Is European Development Limiting?

Ruutu brought up a good point about not putting limits on Carlsson’s development. With the NHL’s recent changes to three-on-three overtime, players who can play a 200-foot game have increased their stock value overnight. A lot of the guys coming up the ranks these days are placing a bigger focus on developing their 200-foot game for this exact reason. It’s in demand. “He’s going to get the coaching, even though there’s more ice surface in here,” says Ruutu. “It’s a different game.”

That’s the thing with European hockey.  It differs from the North American way and these differences don’t end on the ice. “In Europe, the teams always provide everything,” Ruutu tells The Hockey Writers. “The guys are very well taken care of. They provided him (Carlsson) with an apartment – even for the imports that come to Europe if it’s included in the contract. They get him a car, he goes to school…”

Speaking of school, Carlsson’s biggest asset is his intelligence. “He’s very smart, says Ruutu. In an article published by the Ontario Minor Hockey Association (OMHA) in January of 2014, they highlighted some research that shows cognitive training to be a viable option for reducing injuries:

“The cognitive aspects that make players better – things like spatial awareness, the anticipation of plays and decision making – have also been found to make them safer.

Research suggests that most hockey injuries – especially head injuries – occur due to unanticipated contact. When players are aware of a potential impact, they can avoid it completely, or at least prepare their body accordingly. By increasing spatial awareness, the likelihood of unanticipated contact can significantly decrease.”
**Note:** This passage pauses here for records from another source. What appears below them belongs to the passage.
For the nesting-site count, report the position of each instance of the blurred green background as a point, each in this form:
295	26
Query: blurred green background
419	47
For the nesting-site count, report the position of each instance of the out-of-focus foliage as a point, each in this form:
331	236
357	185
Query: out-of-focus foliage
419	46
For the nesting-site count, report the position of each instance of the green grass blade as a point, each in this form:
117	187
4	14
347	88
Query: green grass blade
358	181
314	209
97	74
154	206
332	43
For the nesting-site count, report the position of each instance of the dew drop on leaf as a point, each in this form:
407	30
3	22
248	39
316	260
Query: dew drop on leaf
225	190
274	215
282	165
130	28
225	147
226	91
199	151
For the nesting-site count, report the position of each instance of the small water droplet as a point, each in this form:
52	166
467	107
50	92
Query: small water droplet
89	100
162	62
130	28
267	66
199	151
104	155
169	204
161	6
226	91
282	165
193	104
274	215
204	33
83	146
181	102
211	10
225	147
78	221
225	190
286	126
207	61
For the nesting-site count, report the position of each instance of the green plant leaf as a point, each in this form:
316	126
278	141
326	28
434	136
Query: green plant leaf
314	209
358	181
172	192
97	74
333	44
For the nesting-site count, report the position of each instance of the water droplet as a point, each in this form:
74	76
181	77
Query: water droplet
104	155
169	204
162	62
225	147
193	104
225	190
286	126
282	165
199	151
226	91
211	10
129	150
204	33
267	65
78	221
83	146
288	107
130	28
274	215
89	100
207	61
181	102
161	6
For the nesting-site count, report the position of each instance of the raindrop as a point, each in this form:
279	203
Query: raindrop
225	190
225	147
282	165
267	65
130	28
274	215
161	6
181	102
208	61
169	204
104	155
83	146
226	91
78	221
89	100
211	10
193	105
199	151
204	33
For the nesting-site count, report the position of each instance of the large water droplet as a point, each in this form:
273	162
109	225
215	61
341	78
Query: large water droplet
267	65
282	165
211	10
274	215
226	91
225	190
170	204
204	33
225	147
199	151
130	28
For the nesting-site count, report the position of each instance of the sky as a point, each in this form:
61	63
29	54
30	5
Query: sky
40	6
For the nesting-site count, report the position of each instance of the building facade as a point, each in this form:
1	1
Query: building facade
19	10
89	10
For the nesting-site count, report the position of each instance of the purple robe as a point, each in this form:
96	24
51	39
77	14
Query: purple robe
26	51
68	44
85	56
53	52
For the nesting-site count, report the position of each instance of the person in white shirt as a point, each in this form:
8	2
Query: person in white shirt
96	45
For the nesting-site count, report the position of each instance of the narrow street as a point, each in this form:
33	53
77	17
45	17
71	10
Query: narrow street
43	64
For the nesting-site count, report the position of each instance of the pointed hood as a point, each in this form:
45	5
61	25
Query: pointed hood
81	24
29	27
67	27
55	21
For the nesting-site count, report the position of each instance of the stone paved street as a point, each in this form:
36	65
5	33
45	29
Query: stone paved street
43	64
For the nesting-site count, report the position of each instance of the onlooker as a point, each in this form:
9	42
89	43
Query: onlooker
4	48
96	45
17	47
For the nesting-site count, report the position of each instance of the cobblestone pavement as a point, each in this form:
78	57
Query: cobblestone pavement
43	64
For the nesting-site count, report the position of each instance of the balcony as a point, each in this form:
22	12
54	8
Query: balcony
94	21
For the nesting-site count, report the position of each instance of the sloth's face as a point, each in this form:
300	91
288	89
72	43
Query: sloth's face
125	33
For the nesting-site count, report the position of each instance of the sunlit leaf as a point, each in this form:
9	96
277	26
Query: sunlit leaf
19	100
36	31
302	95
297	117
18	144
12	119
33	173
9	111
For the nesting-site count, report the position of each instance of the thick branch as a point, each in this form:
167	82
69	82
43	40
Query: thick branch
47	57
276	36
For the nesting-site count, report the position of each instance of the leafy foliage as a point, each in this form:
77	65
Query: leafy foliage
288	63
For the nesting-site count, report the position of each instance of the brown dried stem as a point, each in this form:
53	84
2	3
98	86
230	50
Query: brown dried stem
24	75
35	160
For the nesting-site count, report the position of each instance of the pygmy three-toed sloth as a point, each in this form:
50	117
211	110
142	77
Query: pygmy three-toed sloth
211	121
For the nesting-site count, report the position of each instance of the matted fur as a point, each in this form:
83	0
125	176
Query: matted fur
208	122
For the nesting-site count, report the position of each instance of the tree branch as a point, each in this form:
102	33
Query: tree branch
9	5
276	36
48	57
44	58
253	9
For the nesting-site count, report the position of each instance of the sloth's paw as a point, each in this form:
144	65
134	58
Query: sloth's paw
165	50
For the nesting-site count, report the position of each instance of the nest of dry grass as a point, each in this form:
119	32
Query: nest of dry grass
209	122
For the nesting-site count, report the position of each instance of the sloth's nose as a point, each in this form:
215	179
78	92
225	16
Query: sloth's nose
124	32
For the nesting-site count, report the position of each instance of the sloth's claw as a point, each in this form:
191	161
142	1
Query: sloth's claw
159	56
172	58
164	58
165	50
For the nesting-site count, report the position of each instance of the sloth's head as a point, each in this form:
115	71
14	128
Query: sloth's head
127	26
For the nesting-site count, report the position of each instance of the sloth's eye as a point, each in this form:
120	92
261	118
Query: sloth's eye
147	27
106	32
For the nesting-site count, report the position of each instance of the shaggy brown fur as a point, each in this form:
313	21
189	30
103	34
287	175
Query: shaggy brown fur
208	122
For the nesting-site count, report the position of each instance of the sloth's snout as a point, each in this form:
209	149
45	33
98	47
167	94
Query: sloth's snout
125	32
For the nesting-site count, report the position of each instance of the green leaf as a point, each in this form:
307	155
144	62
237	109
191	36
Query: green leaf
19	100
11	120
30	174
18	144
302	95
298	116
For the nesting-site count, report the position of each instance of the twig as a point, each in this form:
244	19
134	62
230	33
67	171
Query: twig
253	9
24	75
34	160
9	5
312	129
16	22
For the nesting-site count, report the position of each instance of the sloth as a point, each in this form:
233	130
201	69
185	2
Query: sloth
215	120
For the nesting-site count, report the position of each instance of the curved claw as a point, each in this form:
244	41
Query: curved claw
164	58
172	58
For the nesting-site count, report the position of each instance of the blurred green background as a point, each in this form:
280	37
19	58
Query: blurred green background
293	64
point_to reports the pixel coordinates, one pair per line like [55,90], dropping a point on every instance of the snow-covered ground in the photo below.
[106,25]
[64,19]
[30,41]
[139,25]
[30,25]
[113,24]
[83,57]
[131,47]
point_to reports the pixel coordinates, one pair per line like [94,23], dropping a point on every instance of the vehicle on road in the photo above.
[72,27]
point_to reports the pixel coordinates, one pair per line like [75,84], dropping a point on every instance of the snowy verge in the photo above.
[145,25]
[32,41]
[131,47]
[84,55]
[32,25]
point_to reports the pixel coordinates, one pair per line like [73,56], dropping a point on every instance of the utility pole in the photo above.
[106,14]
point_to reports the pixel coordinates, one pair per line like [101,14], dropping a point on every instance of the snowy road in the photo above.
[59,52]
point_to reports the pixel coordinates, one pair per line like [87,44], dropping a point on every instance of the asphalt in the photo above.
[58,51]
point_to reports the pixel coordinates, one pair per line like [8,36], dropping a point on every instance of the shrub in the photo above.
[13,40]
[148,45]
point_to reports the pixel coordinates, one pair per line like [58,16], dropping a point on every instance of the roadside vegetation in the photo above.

Improving hockey IQ reduces on-ice injuries and for players like Carlsson who already have an above average hockey IQ and a below average injury rate are ideal for Columbus. Whether or not the Blue Jackets lack defensive depth, or are prone to get injured, it’s clear that their future holds a great defensive game. As Carlsson continues to develop his skills in Sweden, he’s also gaining weight, strength and leg power in order to fulfill his role as a defensive powerhouse in a top six defenseman position.